Os rostos daquela família já estavam ficando enjoados em todos os telejornais do País. Lavínia, Altamiro e seus filhos eram tema de nove em cada dez conversas em todos os cantos da cidade, do estado e do país. Até no estrangeiro, um site ou outro comentou sobre o assunto. A tônica era sempre a mesma: “Homem louco”, “Pai de família incapaz”, “Pai desnaturado”, “Pobre e tolo”, e até “Golpista”. A verdade era que a novela estava fervendo, as vítimas eram Lavínia e os filhos, já o pobre Altamiro, nunca conseguiria fazer alguém entender que sua palavra tinha sido dada e que aquele dinheiro enviado por Deus tinha endereço à satisfação dos necessitados.

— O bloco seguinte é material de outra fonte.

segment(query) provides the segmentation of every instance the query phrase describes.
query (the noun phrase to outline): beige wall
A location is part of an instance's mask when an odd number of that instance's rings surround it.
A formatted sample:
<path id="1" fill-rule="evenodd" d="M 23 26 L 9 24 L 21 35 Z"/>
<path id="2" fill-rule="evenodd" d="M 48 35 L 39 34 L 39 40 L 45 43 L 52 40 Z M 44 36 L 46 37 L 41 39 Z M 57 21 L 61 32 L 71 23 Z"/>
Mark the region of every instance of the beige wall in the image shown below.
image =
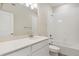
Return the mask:
<path id="1" fill-rule="evenodd" d="M 47 4 L 39 4 L 38 7 L 38 35 L 47 36 L 47 20 L 50 6 Z"/>
<path id="2" fill-rule="evenodd" d="M 16 4 L 3 4 L 1 10 L 11 12 L 14 15 L 14 35 L 31 34 L 32 29 L 24 27 L 32 27 L 32 11 L 25 6 Z"/>

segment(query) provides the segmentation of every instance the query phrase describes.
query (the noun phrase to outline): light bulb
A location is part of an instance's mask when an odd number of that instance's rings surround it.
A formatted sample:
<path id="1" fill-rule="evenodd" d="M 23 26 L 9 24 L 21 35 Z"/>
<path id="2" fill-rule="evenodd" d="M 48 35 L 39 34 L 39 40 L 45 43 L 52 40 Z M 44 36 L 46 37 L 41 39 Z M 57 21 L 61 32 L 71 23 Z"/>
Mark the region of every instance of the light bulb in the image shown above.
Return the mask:
<path id="1" fill-rule="evenodd" d="M 31 9 L 34 9 L 34 7 L 31 5 Z"/>
<path id="2" fill-rule="evenodd" d="M 37 4 L 36 4 L 36 3 L 35 3 L 35 4 L 33 4 L 33 7 L 34 7 L 34 8 L 37 8 Z"/>
<path id="3" fill-rule="evenodd" d="M 27 7 L 29 7 L 29 4 L 28 4 L 28 3 L 26 3 L 26 6 L 27 6 Z"/>

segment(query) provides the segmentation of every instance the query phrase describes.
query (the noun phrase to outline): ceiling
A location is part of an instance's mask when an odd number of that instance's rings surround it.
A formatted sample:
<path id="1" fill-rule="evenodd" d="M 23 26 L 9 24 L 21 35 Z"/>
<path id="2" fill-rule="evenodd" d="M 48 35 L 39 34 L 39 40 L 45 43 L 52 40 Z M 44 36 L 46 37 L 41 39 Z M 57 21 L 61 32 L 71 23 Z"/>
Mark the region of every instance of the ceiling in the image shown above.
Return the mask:
<path id="1" fill-rule="evenodd" d="M 58 7 L 66 3 L 40 3 L 40 4 L 50 5 L 51 7 Z"/>
<path id="2" fill-rule="evenodd" d="M 52 6 L 52 7 L 61 6 L 63 4 L 65 4 L 65 3 L 49 3 L 49 5 Z"/>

O certo é que depois de muito tempo e de muita briga, não havia mais nenhuma pedra sobre pedra no castelo daquela família. Adalberto e Antonio, afastados forçadamente dele, nem mesmo mais olhavam nos seus olhos. Lavínia que a principio conseguiu sustentar os filhos, sozinha, agora aguardava finalmente a liberação do dinheiro do prêmio na justiça. A parte de Altamiro continuaria onde desde o principio ele havia resolvido: No asilo e no hospital.
Altamiro nem tinha mais sala pra trabalhar. Desde o inicio daquilo tudo as pessoas o começaram a tratar com desconfiança, como se não fosse capaz de nada. Fora reduzido a uma insana inutilidade. Seus familiares, irmãos e tios, nunca o entenderam, tentaram até mesmo mandá-lo para algum tipo de asilo psiquiátrico. Já sem dinheiro, sem viço e sem vontade de coisa alguma, perambulava por becos e ruelas. Volta e meia visitava sua mãe e seu pai no cemitério. Tinha pra si que eles eram os únicos que o entenderiam se estivessem vivos.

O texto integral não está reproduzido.